Step-by-step explanation:

In order to solve for this function, we need to substitute in our value of x inside to find f(x). Since we are trying to evalue f(-1), we will substitute -1 in as x to our equation.

$f(-1) = 3(-1)^4 - 5(-1)^2 + 2(-1) - 3$

Now we can solve for the function by multiplying/subtracting/adding our known values.

Starting with the first term to the last term:

$3(-1)^4 = 3$

WAIT! How is this possible? $-1^4 = -1$ (according to my calculator), and $3 \cdot -1 = -3$ , not 3!

It's important to note that taking a power of a negative number and multiplying a negative number are two different things. Let's use $-2^2$ as an example.

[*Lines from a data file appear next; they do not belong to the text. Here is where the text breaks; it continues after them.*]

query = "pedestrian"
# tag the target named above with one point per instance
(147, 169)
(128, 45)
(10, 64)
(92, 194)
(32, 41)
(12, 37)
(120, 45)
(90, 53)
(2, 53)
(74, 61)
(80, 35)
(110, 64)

What your calculator did was follow BEMDAS since it wasn't explicitly told not to.

BEMDAS:

- Brackets

- Exponents

- Multiplication/Division

- Addition/Subtraction

Examining the equation, your calculator used this rule properly. Note that exponents come over multiplication.

So rather than being "-2 squared" - it's "the negative of of 2 squared."

Tying this back into our problem, the squared method would only be true if it looks like $-1^4$ . However, since we're substituting in -1, it looks like $(-1)^4$ , so the expression reads out as "-1 to the fourth."